JISHOU, HUNAN, CHINA — Let’s see if I can wrap up my travelogue before classes start in a few days.
As you probably have guessed, Singapore was my next destination after Penang. My friends who have been there praised this city as a good place to visit, and since I was in the neighborhood (so to speak), I decided to spend a few days there.
It was not nearly enough. Singapore is like Hong Kong, or New York City, or any other big metropolis. There’s so much to see and do, that even locals have not seen or done it all.
My plan was to spend Chinese New Year there, as I knew Singapore would have a massive fireworks display on Feb. 7. There were at least two, one in Chinatown and one on the waterfront, and in the end, I saw neither one.
I had not counted on one major factor: the crowds. Navigating the crush of people in Chinatown just got to me, and round about 10 pm, I decided to bail out and head back to my airbnb place in Little India. So, I can’t offer any photos of massive fireworks displays.
Which is not to say Chinatown was a waste of time. Of course, I have experienced the Chinese New Year in China, but the experience in Singapore was different. It was more intense, at least in Chinatown, because all the activity — shopping, music, schmoozing, eating, drinking, etc., were concentrated in a few square blocks, rather than an entire country.
There were two sound stages, one sponsored by the community and another by media companies. The community performances were by amateurs, and one lady’s singing was so bad I had to retreat to preserve my sanity. The professional performances were better, but they started at 9:30 pm, so I only caught a little bit before I checked out for the night.

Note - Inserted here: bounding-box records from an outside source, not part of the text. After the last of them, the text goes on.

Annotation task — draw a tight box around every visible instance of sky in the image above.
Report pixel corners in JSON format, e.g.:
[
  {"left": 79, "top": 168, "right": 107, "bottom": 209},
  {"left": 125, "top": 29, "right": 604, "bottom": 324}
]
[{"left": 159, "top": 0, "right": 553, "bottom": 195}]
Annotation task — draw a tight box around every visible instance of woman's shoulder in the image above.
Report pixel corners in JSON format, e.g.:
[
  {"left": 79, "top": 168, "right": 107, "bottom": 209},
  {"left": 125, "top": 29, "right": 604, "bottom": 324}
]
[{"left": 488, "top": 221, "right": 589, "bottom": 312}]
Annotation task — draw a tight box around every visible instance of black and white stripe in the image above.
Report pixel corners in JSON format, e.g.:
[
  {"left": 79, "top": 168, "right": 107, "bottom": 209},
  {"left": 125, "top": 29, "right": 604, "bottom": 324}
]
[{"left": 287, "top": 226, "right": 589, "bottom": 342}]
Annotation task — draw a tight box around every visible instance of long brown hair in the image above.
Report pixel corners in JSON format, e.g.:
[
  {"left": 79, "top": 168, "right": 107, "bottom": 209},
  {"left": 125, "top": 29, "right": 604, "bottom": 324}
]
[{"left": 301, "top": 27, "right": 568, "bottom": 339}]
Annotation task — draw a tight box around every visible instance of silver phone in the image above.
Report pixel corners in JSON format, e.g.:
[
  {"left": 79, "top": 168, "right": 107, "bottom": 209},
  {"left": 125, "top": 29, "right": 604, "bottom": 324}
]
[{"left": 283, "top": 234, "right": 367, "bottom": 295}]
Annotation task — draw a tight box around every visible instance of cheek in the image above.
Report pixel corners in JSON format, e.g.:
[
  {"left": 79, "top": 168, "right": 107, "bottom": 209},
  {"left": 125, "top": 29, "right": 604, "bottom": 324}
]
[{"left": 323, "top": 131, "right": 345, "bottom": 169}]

From Penang, I had three choices to reach Singapore: bus, train or plane. The bus trip, while quite cheap, would take 12 hours. No way, no how. Train tickets were all booked up. So, I flew there on AirAsia for just $40, about twice the cost of the bus ticket, and way faster (90 minutes).

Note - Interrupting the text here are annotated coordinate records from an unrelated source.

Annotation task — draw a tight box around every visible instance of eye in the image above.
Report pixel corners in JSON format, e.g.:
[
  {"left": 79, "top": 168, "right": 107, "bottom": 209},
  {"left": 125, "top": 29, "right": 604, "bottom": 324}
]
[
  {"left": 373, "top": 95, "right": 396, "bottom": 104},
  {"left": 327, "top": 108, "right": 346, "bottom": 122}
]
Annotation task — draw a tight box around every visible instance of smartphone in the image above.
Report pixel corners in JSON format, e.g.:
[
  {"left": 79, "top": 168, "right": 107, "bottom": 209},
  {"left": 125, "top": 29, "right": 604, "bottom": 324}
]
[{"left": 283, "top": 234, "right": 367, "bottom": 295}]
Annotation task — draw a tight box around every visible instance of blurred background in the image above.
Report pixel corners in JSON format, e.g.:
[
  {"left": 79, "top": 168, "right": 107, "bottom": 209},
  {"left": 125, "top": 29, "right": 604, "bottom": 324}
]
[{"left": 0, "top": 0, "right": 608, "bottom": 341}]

Arriving mid-afternoon on the 6th, I had time to settle in my airbnb room and do some exploring of the neighborhood. My plan was to explore Chinatown, soak up the CNY atmosphere, and also see some of the sights. Rain on the 8th and 9th put a damper on some my plans, but what I did I enjoyed doing, and I got enough of sense of Singapore that I want to return to continue the adventure.
Like Malaysia, to which it used to be part of, Singapore is a multicultural city. There are sizable populations of Indians, Chinese, Europeans, Southeast Asians, and the native Malays, of course. So, there’s lots of food possibilities (I love chicken rice!), but I gravitated toward Indian, Malay and believe it or not, Western. Chinese food I can eat 10 months out of the year, so eating Chinese in Singapore, while very good, was not high on my priority list.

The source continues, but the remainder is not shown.